The Free Dictionary defines requirement as something demanded or imposed as an obligation. An enterprise is required by its customers to keep its products or services available or else they will go elsewhere to meet their needs. Regulators demand that enterprises conduct themselves in certain ways or else they will sanction them in prescribed ways. Management requires the employees to perform certain functions in prescribed ways or else they might face disciplinary action. Requirements come from every direction.
Most Architects are familiar with the requirements because requirements are necessary to define the functionality of the systems they build. I call these local requirements because they are requirements for the specific system being designed. Local requirements are easy to gather and easy to track because they are a significant deliverable to the project at hand. The Project Sponsor will want all of his requirements met.

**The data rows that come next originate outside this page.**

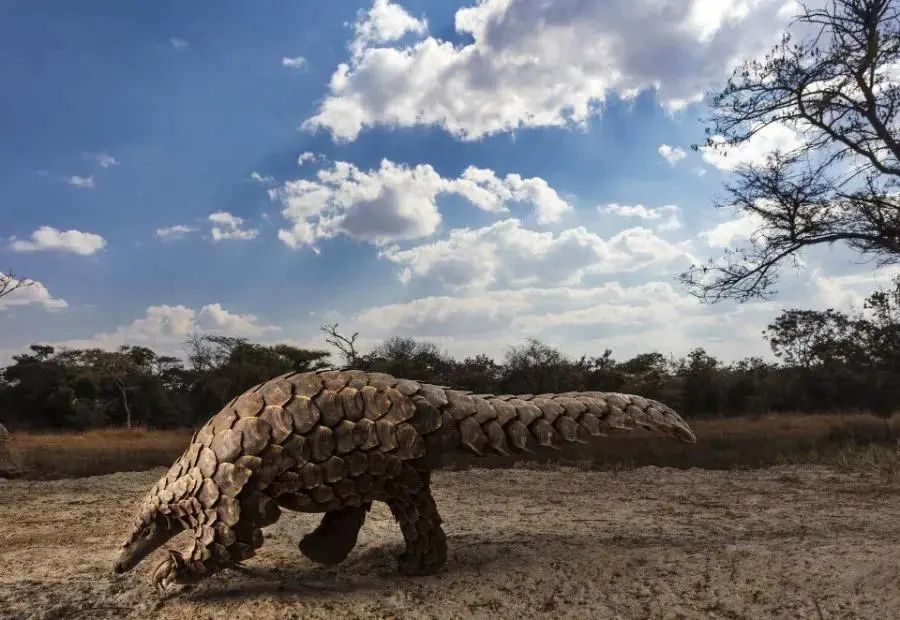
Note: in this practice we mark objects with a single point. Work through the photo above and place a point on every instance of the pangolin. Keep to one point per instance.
(335, 441)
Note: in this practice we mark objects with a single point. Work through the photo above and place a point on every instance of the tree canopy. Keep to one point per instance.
(833, 80)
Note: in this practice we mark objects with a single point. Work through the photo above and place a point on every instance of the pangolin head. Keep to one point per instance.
(151, 530)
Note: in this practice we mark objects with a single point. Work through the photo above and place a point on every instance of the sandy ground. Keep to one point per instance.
(787, 542)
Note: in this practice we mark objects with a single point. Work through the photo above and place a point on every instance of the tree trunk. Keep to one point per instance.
(125, 404)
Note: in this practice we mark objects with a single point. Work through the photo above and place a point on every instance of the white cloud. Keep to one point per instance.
(397, 202)
(754, 151)
(506, 254)
(533, 63)
(262, 179)
(49, 238)
(228, 226)
(383, 23)
(670, 154)
(725, 235)
(306, 156)
(485, 190)
(77, 181)
(165, 328)
(848, 292)
(666, 215)
(174, 232)
(296, 62)
(32, 293)
(653, 316)
(105, 160)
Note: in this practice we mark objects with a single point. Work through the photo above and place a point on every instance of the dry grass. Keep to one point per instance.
(856, 441)
(91, 453)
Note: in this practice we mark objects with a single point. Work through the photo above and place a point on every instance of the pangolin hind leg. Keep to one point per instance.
(335, 536)
(413, 506)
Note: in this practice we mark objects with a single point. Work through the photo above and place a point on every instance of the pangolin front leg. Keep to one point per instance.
(415, 510)
(218, 546)
(336, 535)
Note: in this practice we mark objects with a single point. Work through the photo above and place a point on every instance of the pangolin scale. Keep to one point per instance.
(334, 442)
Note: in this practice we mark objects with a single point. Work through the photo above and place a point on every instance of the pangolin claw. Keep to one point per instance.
(165, 574)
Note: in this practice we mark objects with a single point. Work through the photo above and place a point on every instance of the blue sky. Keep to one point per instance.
(469, 173)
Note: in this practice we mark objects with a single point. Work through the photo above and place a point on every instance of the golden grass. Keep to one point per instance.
(91, 453)
(857, 441)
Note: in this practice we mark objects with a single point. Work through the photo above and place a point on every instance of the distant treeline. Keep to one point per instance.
(828, 360)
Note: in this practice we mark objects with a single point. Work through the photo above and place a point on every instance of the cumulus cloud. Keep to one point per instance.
(670, 154)
(532, 63)
(262, 179)
(850, 291)
(397, 202)
(629, 319)
(296, 62)
(32, 292)
(666, 215)
(174, 232)
(228, 226)
(84, 182)
(754, 151)
(165, 328)
(306, 156)
(49, 238)
(383, 23)
(727, 234)
(104, 160)
(506, 254)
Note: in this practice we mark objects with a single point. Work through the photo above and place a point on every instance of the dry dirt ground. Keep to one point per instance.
(786, 542)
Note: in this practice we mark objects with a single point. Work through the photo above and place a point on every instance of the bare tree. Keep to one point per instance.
(9, 283)
(839, 89)
(345, 346)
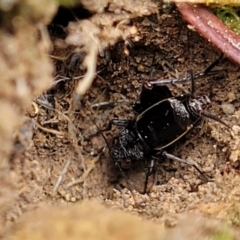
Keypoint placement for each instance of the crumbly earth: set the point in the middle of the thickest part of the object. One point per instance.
(65, 159)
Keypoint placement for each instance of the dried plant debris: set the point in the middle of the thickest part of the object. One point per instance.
(59, 155)
(104, 30)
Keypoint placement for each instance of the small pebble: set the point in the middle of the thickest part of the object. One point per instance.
(228, 108)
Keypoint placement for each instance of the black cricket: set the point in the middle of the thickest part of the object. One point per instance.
(160, 121)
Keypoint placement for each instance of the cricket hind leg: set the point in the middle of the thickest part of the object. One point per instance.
(170, 156)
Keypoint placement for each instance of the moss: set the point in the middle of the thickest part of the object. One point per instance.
(230, 16)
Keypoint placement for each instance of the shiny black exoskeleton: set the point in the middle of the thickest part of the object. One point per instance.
(160, 121)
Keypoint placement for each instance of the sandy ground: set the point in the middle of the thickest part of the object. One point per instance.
(59, 158)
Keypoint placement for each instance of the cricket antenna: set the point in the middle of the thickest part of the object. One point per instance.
(215, 118)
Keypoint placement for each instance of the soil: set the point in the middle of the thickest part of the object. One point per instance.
(59, 156)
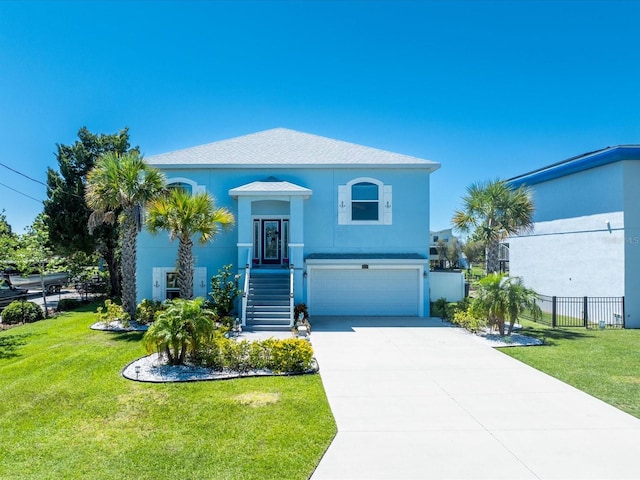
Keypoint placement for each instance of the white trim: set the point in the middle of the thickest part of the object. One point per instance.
(385, 205)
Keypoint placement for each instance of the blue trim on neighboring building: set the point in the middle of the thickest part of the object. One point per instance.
(577, 164)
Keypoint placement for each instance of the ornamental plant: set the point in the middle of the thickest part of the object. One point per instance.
(224, 291)
(112, 312)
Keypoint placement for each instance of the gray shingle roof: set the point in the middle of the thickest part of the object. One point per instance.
(282, 148)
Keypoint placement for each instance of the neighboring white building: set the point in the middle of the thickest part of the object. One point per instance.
(586, 238)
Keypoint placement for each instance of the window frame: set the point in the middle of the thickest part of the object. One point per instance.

There is another set of requirements that are generally lost in the euphoria of the project process. I call these enterprise requirements because they are important to the overall enterprise. Unfortunately, they can actually serve to make the current project more difficult and more expensive. It is important to note that often times, enterprise requirements become refined into local requirements and that’s a good thing.
Requirements can be subtle or deliberate. All requirements are deliberately set forth by some constituency but they can be delivered very subtly. Local requirements are certainly deliberately set forth and delivered. They are the wants and needs of the person paying for the project. Enterprise requirements may not be so important to the Project Sponsor so they become more subtle.
Casting these concepts back into terms we have used previously: local requirements are generally about what we do (or want to do) and enterprise requirements are about what we’re supposed to do. Unless an enterprise has a mechanism for tracking those enterprise requirements, they can quickly fall out of focus to the people charged with implementing them.